Les nouveaux dirigeants ukrainiens mettent en garde Moscou

Le pro-européen Arseni Iatseniouk a pris les rênes d'une Ukraine au bord du gouffre, menacée de banqueroute et en plein bras de fer avec la Russie autour de la région autonome russophone de Crimée, où stationne la flotte russe de la mer Noire et qui exige plus d' « autonomie ».

Au lendemain de la prise du Parlement de Crimée par un commando qui a hissé un drapeau russe sur le toit du bâtiment, la situation est encore un peu plus confuse dans cette région du sud de l'Ukraine. Cette nuit, une dizaine d'hommes armés, en uniforme, ont pénétré dans l'aéroport de Simferopol où ils patrouillent actuellement. « L'aéroport fonctionne normalement », a déclaré un responsable administratif.

Voilà qui risque d'accroître l'inquiétude des nouveaux dirigeants ukrainiens. Hier, jeudi 27 février, les députés de la Rada, le Parlement ukrainien, n'ont pas caché leur crainte sur les risques d'une partition du pays, a constaté notre envoyée spéciale à Kiev, Anastasia Becchio. En ouvrant les débats, le président du Parlement, par ailleurs chef de l’Etat par intérim, a adressé des mises en gardes aux autorités russes. « Je lance un appel au commandement militaire de la flotte russe en mer Noire qui stationne sur le territoire ukrainien : tous les militaires doivent rester sur le territoire prévu par les accords. Tout mouvement de troupe armé sera considéré comme une agression militaire », a prévenu Olexandre Tourtchinov.

Le ministre ukrainien de l'Intérieur par intérim, Arsen Avakov, a accusé ce vendredi les forces russes « d'invasion armée et d'occupation » après la prise de contrôle dans la nuit de l'aéroport.

Risque de scission

Le risque de scission du pays est bien réel, a tenu à souligner le nouveau Premier ministre Arseni Iatseniouk dans son discours devant le Parlement : « Des processus extrêmement complexes se déroulent en ce moment en Ukraine. Nous voyons en particulier des menaces à l’intégrité territoriale et à l’unité du pays.
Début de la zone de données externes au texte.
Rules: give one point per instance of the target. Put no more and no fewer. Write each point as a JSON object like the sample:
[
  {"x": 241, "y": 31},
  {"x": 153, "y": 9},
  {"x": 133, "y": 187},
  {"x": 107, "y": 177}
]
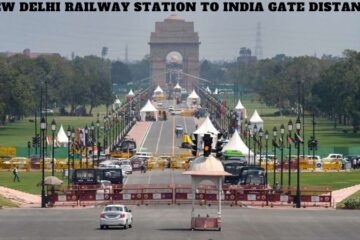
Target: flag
[{"x": 298, "y": 138}]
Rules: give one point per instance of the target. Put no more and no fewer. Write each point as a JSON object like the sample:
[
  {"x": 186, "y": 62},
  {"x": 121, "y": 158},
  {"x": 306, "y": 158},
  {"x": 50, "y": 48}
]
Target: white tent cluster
[
  {"x": 193, "y": 99},
  {"x": 148, "y": 112},
  {"x": 236, "y": 144},
  {"x": 256, "y": 120}
]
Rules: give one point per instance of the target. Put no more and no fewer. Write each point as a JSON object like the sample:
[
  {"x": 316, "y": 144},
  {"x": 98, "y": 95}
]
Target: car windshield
[{"x": 113, "y": 209}]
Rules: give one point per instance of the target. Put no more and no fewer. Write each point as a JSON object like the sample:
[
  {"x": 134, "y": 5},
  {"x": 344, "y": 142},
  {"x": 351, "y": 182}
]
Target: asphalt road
[
  {"x": 173, "y": 222},
  {"x": 161, "y": 138}
]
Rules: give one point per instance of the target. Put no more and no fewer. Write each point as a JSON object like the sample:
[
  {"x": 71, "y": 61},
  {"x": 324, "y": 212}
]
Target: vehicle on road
[
  {"x": 116, "y": 215},
  {"x": 92, "y": 176}
]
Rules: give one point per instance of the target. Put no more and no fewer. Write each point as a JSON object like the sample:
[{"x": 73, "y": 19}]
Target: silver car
[{"x": 116, "y": 215}]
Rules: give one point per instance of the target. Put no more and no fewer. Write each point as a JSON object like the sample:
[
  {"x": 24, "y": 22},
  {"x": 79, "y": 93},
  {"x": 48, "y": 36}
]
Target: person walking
[{"x": 16, "y": 174}]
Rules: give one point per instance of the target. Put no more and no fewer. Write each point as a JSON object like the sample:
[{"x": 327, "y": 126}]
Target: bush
[{"x": 352, "y": 204}]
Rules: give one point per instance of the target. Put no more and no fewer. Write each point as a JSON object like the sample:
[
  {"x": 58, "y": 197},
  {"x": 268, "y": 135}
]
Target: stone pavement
[{"x": 343, "y": 193}]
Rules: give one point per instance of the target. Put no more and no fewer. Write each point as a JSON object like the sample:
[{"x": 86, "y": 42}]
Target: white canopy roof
[
  {"x": 255, "y": 118},
  {"x": 177, "y": 86},
  {"x": 61, "y": 136},
  {"x": 158, "y": 90},
  {"x": 193, "y": 95},
  {"x": 236, "y": 144},
  {"x": 131, "y": 93},
  {"x": 148, "y": 107},
  {"x": 239, "y": 106},
  {"x": 117, "y": 101},
  {"x": 206, "y": 127}
]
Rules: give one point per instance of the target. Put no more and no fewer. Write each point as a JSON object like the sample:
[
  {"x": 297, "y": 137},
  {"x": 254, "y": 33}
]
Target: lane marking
[
  {"x": 157, "y": 144},
  {"x": 145, "y": 136},
  {"x": 149, "y": 179},
  {"x": 173, "y": 130}
]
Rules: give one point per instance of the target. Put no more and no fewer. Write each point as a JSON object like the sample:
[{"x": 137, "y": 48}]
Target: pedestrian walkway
[
  {"x": 23, "y": 198},
  {"x": 343, "y": 193},
  {"x": 138, "y": 132}
]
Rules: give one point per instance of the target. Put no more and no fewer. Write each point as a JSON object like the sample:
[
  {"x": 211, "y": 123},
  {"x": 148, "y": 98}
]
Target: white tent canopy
[
  {"x": 158, "y": 90},
  {"x": 236, "y": 144},
  {"x": 61, "y": 136},
  {"x": 177, "y": 86},
  {"x": 208, "y": 89},
  {"x": 131, "y": 93},
  {"x": 256, "y": 119},
  {"x": 193, "y": 99},
  {"x": 148, "y": 109},
  {"x": 239, "y": 106}
]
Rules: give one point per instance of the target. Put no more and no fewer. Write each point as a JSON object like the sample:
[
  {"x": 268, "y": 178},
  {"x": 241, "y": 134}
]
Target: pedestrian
[{"x": 16, "y": 174}]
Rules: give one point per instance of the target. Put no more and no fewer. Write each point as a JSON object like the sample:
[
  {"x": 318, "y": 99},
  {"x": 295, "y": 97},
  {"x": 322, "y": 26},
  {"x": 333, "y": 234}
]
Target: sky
[{"x": 221, "y": 34}]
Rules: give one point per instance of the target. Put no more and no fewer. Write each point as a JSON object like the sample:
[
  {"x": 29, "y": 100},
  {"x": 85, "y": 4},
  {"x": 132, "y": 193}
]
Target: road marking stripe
[{"x": 157, "y": 144}]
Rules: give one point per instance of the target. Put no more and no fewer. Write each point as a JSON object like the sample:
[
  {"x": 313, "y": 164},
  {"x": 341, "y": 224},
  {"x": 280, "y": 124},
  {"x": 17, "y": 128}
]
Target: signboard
[{"x": 8, "y": 151}]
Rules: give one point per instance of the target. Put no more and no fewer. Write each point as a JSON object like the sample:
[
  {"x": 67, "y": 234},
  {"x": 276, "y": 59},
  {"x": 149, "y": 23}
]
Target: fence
[{"x": 182, "y": 194}]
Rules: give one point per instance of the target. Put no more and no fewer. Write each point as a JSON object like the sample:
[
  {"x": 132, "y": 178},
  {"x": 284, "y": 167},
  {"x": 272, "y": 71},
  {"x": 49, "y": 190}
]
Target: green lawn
[
  {"x": 335, "y": 180},
  {"x": 28, "y": 181},
  {"x": 4, "y": 202},
  {"x": 22, "y": 131},
  {"x": 353, "y": 196}
]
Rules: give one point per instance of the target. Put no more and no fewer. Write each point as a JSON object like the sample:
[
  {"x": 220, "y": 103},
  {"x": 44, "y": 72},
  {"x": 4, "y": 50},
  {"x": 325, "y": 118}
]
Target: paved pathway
[
  {"x": 138, "y": 132},
  {"x": 343, "y": 193}
]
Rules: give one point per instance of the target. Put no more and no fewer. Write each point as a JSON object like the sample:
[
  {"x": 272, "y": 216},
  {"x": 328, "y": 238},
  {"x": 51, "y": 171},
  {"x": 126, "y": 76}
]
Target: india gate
[{"x": 174, "y": 53}]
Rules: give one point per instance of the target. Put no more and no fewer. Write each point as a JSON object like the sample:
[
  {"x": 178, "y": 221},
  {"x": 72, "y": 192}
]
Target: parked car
[{"x": 116, "y": 215}]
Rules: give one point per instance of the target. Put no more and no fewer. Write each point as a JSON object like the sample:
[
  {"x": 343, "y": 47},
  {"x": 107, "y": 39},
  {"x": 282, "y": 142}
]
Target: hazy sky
[{"x": 222, "y": 34}]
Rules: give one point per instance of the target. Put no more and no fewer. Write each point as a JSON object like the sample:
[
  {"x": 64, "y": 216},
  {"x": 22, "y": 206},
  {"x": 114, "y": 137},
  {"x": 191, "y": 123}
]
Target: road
[
  {"x": 161, "y": 138},
  {"x": 173, "y": 222}
]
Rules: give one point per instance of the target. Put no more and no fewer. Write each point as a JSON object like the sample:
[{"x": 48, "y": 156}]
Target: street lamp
[
  {"x": 289, "y": 145},
  {"x": 282, "y": 132},
  {"x": 53, "y": 128},
  {"x": 254, "y": 132},
  {"x": 86, "y": 142},
  {"x": 81, "y": 145},
  {"x": 93, "y": 142},
  {"x": 73, "y": 147},
  {"x": 298, "y": 141},
  {"x": 274, "y": 145},
  {"x": 266, "y": 155},
  {"x": 69, "y": 141},
  {"x": 260, "y": 143},
  {"x": 43, "y": 128}
]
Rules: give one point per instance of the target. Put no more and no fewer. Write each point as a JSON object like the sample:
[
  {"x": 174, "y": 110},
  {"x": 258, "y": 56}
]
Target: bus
[{"x": 91, "y": 176}]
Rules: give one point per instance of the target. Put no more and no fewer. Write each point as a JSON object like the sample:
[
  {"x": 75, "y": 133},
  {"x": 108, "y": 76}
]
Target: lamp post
[
  {"x": 73, "y": 147},
  {"x": 81, "y": 145},
  {"x": 86, "y": 144},
  {"x": 53, "y": 128},
  {"x": 254, "y": 133},
  {"x": 274, "y": 145},
  {"x": 282, "y": 132},
  {"x": 289, "y": 142},
  {"x": 69, "y": 141},
  {"x": 43, "y": 128},
  {"x": 266, "y": 155},
  {"x": 260, "y": 144},
  {"x": 93, "y": 142},
  {"x": 298, "y": 141}
]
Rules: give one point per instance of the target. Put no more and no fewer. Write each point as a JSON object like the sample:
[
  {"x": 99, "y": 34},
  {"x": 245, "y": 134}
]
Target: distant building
[{"x": 28, "y": 53}]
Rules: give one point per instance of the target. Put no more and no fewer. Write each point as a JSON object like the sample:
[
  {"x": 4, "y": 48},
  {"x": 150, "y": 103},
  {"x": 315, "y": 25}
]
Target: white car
[
  {"x": 116, "y": 215},
  {"x": 126, "y": 166}
]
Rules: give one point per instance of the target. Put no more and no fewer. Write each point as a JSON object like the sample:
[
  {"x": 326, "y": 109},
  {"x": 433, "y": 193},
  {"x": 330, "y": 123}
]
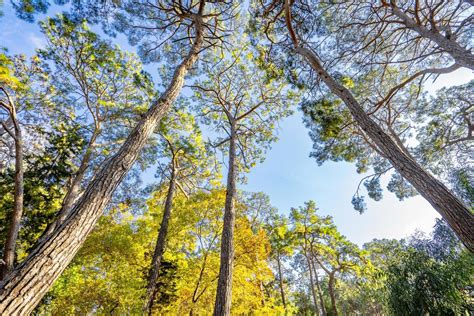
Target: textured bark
[
  {"x": 320, "y": 293},
  {"x": 332, "y": 294},
  {"x": 159, "y": 247},
  {"x": 12, "y": 235},
  {"x": 461, "y": 55},
  {"x": 280, "y": 279},
  {"x": 24, "y": 287},
  {"x": 311, "y": 280},
  {"x": 453, "y": 210},
  {"x": 74, "y": 188},
  {"x": 224, "y": 283}
]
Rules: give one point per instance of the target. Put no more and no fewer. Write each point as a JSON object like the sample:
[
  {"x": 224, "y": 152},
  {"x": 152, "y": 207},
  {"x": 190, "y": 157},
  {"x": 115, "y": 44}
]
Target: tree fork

On assiste aujourd’hui à des manifestations de séparatisme en Crimée.» De la tribune du Parlement, le député nationaliste Oleg Tiagnibok a pour sa part dénoncé une provocation de la part de Moscou : « Le Kremlin veut détruire l'intégrité territoriale de l'Ukraine », dit-il, accusant la Russie de mener une guerre médiatique, en présentant les événements de manière mensongère.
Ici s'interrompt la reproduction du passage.